BFF after all these years

SIRI AGRELL

From Thursday's Globe and Mail

Betty Freireich Niznik did not want to go to her high-school reunion last month.

Other than two close friends, no one from Montreal's Wagar High School had contacted the now 50-year-old Thornhill, Ont., resident in the 33 years since her graduation. She considered her long-ago relationships with high-school buddies long over.

But since reluctantly attending the July 7 event, Ms. Freireich Niznik has come to regard some of her onetime classmates as true friends.

"What I came to conclude after the reunion is that the friendships I have had since are all very superficial," she said. "With high-school friends, there's full acceptance immediately. You don't have to explain yourself, you don't have to define yourself. You are who you are."

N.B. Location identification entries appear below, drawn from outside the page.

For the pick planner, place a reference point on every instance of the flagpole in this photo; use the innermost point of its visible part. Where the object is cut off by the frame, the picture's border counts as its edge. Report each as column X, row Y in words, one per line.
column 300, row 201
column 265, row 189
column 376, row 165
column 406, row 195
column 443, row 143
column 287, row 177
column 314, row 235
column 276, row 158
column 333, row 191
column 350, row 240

Ms. Freireich Niznik is one of a growing number of Canadians seeking out retro friendships, using high-school reunions, Google searches and social networking sites to rekindle relationships that ended decades ago. While some dismiss this social sleuthing as nothing more than online nostalgia, many are deciding that the only true friends are those you made first.

"People want to reconnect," said Barry Wellman, director of the University of Toronto's NetLab, who studies virtual communities and friendship. "I think there's a certain point in life when people start looking back."

Wanda Arsenault Gaudet, a 38-year-old mother of two who lives in Summerside, PEI, hadn't been in touch with her childhood friends since she moved away from Edmonton's Castle Downs neighbourhood in the mid-1980s.

Back then, she was inseparable from two girls, Liz and Lisa, who lived in her townhouse complex and were in her class at Wellington Junior High School.

She lost touch with both upon moving east, but found herself thinking about them more often as the years passed and her adult friendships proved unsatisfying.

With women her age busy with jobs, husbands and kids, Ms. Arsenault Gaudet said there is little opportunity to bond, and she misses the connection she had with Liz and Lisa.

Then, earlier this year, her 14-year-old daughter introduced her to Facebook, and she set about trying to find her former friends.

After an eight-week search, she tracked down the women she had not seen in 18 years, and now talks to them almost every day.

"I just always wondered what they're doing," she said. "Now it's just like we're back in Castle Downs."

In June, TNS Canadian Facts, a market research group, found that many social network members were middle-aged. A cross-Canada study of Internet users found that 45 per cent of people in their 40s had visited a social networking site, as had one-third of people in their 50s or older.

Ms. Freireich Niznik believes her adolescent friendships may have been preserved had the Internet existed when she was growing up. She said the prohibitive cost of long-distance phone calls and travel is to blame for the loss of contact between many members of her generation.

"We had sex, drugs and rock 'n' roll, but no Internet," she said. "Too much information but not enough information."

Unable to maintain contact with old friends, Ms. Freireich Niznik said she made do with new ones through circumstance - relationships built around common neighbourhoods, jobs and parent-teacher groups.

She believes friendships forged during high-school years are more legitimate, based on real tastes, interests and upbringings.

"I think your youth does define you," she said. "I really believe it does."

Reesa Shurgold, who lives in Richmond Hill, Ont., is one of the Wagar High alumni who reconnected with old friends after the reunion.

She moved to Toronto in the early 1980s, and said that between work and raising her kids as a single mom, she had no time for a social life.

Ms. Shurgold describes rekindling these old friendships on the reunion's website under the subject line, "There's no friend like an old friend."

"Our lives for the most part are quite different," she said. "But the bond is unbelievable."

Upon walking into the reunion, she said that something just clicked and she instantly felt more like herself.

"I was on an island somehow and suddenly all these life preservers were thrown at me and reminded me of who I was," she said. "We'll probably be friends for the rest of our lives now."